Decipher the Movement
Bouldering is trying to solve a problem with your body which means a lot of possibilities to find a solution. We must take a long time to understand whether the movement is dynamic, or if it is rather static. Also remember the methods you have already tried to solve the problem what seems to have worked, and what completely failed and think of new avenues of solution whether putting a foot higher, making a movement shoulder or jump to the next take.
The Group Effect
An interesting aspect of the block is its somewhat tribal side.
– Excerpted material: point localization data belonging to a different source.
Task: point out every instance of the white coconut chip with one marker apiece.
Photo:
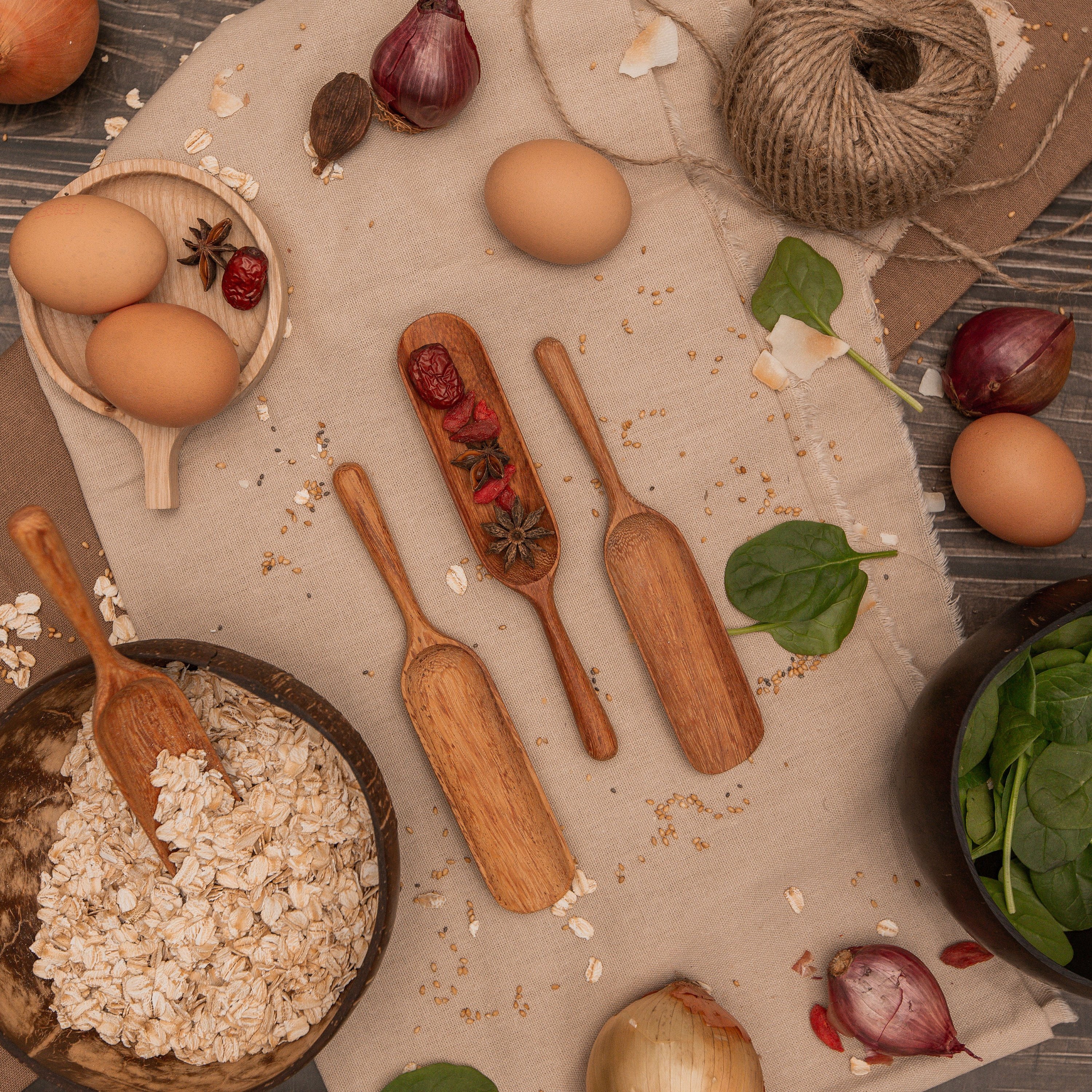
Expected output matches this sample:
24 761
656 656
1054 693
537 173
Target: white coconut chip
656 46
768 369
802 350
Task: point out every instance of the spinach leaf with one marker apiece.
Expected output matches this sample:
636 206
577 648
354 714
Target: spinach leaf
980 730
1066 891
1069 636
1041 848
804 285
1060 787
1033 921
1064 704
1020 688
792 573
442 1077
1056 658
1016 733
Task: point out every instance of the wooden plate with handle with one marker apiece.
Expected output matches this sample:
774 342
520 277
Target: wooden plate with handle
173 196
534 582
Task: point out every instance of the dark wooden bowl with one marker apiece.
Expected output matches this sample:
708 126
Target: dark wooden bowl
927 780
36 732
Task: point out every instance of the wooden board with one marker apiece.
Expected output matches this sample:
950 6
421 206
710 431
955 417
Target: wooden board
174 196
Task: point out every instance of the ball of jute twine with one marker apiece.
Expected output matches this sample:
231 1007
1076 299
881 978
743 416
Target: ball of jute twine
955 250
842 114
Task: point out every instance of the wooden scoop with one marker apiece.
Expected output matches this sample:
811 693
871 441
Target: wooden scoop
138 710
666 603
468 735
534 582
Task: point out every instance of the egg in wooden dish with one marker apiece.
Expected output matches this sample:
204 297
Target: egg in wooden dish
88 255
1017 479
558 201
163 364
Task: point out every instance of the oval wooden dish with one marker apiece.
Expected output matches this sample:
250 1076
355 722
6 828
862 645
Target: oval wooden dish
36 733
173 196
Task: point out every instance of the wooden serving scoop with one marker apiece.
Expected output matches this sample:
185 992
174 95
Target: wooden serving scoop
138 711
534 582
468 735
666 603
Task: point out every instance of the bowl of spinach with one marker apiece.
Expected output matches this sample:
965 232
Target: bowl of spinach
994 780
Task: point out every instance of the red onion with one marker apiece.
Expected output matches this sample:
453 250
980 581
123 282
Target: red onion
888 1000
1009 360
425 71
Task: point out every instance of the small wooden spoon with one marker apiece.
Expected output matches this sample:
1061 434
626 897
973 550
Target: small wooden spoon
535 583
468 735
138 711
666 603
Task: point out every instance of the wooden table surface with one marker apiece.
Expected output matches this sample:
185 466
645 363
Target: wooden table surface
139 46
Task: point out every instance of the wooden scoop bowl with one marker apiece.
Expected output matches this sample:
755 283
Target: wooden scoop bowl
470 740
138 711
535 583
666 603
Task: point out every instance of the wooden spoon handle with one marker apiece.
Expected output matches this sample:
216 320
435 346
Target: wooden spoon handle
556 366
355 492
40 542
596 730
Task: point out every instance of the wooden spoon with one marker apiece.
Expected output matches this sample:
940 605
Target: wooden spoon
537 582
666 603
138 711
468 735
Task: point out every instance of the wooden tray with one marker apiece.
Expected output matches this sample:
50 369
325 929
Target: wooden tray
173 196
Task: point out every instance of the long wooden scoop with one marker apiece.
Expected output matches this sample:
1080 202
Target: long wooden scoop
666 603
468 735
138 710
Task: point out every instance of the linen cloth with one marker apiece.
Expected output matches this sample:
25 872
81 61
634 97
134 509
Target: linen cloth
404 234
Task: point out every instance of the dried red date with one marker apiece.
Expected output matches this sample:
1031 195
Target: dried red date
435 377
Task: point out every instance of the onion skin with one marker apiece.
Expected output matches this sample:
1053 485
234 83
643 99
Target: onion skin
888 1000
1009 360
425 71
45 45
683 1042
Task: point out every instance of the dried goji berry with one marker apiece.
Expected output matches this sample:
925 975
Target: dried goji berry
435 376
823 1028
966 954
459 414
493 488
244 279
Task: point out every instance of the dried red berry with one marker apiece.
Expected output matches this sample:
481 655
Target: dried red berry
435 376
244 279
824 1029
494 487
459 414
966 954
476 432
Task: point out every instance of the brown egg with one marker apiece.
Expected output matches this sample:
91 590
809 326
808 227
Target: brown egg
1017 479
88 255
558 201
164 364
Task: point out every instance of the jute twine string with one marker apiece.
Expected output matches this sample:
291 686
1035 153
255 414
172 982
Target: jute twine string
890 59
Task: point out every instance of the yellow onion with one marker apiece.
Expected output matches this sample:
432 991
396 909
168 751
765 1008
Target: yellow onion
676 1040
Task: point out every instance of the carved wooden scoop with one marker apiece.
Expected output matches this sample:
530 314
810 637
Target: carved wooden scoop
138 710
666 603
468 735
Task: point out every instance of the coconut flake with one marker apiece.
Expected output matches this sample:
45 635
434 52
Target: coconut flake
802 350
656 46
768 369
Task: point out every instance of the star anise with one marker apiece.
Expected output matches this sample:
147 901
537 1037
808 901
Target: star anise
210 248
516 533
484 461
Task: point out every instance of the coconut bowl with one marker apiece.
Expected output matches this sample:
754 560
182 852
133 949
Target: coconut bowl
927 781
36 732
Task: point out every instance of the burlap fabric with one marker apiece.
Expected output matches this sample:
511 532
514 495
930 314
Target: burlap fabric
404 234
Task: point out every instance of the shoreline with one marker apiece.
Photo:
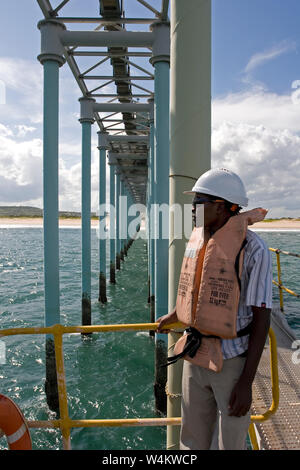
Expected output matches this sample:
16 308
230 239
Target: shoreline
284 224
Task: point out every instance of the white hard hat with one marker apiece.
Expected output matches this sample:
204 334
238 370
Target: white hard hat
222 183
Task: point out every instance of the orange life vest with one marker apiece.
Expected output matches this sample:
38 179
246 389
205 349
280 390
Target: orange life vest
209 289
13 424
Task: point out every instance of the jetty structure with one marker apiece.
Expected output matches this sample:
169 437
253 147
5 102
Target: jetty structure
152 113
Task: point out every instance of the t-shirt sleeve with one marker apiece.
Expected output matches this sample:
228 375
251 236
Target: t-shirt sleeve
259 290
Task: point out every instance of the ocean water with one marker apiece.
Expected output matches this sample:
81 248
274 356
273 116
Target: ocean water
109 375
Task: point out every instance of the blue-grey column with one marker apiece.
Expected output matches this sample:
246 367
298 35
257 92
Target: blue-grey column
117 194
150 214
112 225
51 58
103 147
86 121
121 219
161 62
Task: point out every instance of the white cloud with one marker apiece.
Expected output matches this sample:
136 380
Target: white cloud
261 58
21 171
258 107
267 160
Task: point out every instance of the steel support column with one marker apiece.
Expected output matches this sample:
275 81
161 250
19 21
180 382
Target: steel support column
112 225
151 242
117 241
103 147
190 131
86 121
51 58
161 62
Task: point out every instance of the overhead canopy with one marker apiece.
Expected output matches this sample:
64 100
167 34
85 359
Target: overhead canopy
114 74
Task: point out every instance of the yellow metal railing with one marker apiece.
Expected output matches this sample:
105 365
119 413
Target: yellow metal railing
65 423
278 283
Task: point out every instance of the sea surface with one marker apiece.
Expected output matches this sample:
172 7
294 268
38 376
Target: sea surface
109 375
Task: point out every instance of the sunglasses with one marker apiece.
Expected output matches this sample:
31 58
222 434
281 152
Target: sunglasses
204 200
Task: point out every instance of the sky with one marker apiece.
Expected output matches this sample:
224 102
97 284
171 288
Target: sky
255 103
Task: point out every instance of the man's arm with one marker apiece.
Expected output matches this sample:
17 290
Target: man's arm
241 396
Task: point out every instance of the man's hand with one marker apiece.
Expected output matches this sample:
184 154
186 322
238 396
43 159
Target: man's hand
166 320
240 399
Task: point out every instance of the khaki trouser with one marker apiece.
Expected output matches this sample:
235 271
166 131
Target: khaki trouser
205 398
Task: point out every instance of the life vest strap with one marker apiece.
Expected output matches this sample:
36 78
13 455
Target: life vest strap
194 340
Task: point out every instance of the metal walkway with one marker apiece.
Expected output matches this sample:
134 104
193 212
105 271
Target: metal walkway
282 430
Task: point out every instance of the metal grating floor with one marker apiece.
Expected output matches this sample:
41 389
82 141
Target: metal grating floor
282 430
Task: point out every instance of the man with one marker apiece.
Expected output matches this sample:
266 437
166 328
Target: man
216 405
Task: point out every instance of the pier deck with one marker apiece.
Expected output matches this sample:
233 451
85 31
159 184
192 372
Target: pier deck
282 430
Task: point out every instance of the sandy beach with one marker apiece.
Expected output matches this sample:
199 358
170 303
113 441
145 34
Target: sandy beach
283 224
38 221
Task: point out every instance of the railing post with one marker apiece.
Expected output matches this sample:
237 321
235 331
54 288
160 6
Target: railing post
86 120
51 58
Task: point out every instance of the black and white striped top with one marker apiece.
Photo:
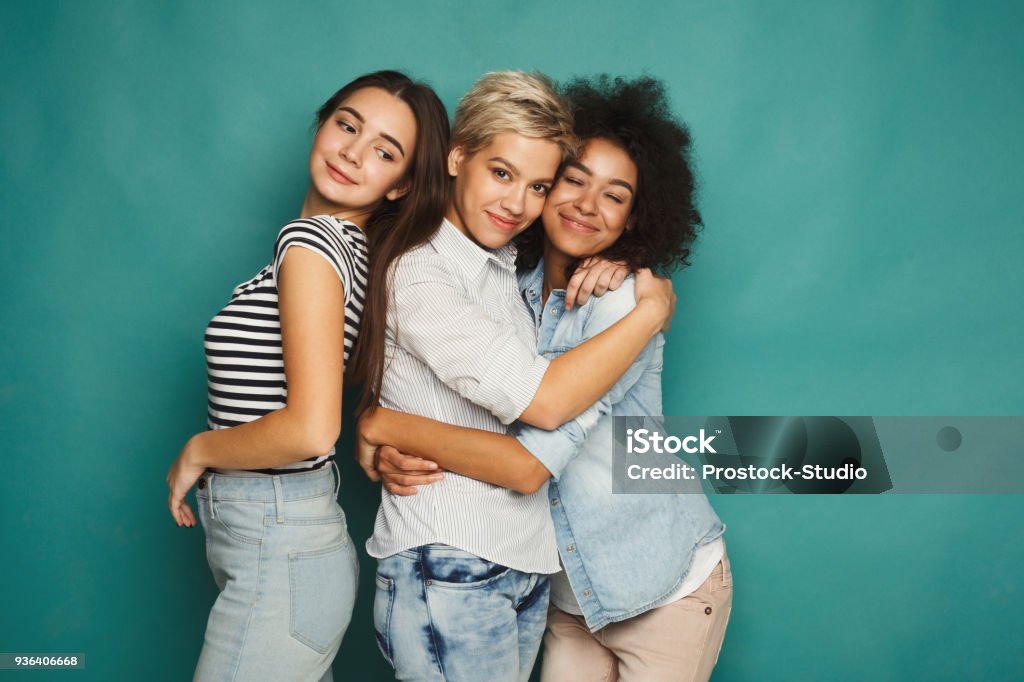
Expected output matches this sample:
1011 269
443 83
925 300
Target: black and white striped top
244 359
461 348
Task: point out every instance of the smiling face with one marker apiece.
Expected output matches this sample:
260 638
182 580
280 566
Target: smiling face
589 208
500 189
360 155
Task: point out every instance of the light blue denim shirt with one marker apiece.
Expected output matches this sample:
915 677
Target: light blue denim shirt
624 554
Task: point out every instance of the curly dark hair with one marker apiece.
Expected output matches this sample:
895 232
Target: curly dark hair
635 115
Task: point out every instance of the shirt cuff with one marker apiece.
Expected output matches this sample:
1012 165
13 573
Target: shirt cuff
556 449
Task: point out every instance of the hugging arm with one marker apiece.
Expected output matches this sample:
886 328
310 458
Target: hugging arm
484 361
521 463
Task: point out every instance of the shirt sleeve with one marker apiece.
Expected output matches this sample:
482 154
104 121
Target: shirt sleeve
482 359
556 449
318 236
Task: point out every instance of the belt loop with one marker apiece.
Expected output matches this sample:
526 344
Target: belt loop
209 485
279 499
337 472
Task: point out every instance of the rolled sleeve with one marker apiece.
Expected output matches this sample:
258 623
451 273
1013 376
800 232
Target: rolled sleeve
482 359
556 449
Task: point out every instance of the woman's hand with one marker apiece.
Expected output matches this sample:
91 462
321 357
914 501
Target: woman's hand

A few people find themselves in front of a problem to try to unravel the mystery a bit like fire, at one time. Casually, it is an element that contributes to progress. Practice movements with people who do not have the same physiognomy and discover new methods. Having someone else try the method may allow us to find out that we weren’t using the easiest way to get up the wall. Motivation also plays a big part in Climbing Wall London: what better way than to be encouraged while climbing?
On Your Feet You Will Concentrate
Don’t be fooled by the bulging shoulders and swollen biceps of some climbers: a lot of the effort in climbing takes place in the lower body. Using your hips, legs and feet well should help you progress. Focus on getting your feet properly on the holds, attempt to rotate your hips as you attempt to reach a hold, and use your legs not just your arms to propel yourself upward. Often, we tend to say to people you have to get stronger, that you do pull-ups, but that leaves aside all the technical aspect of climbing.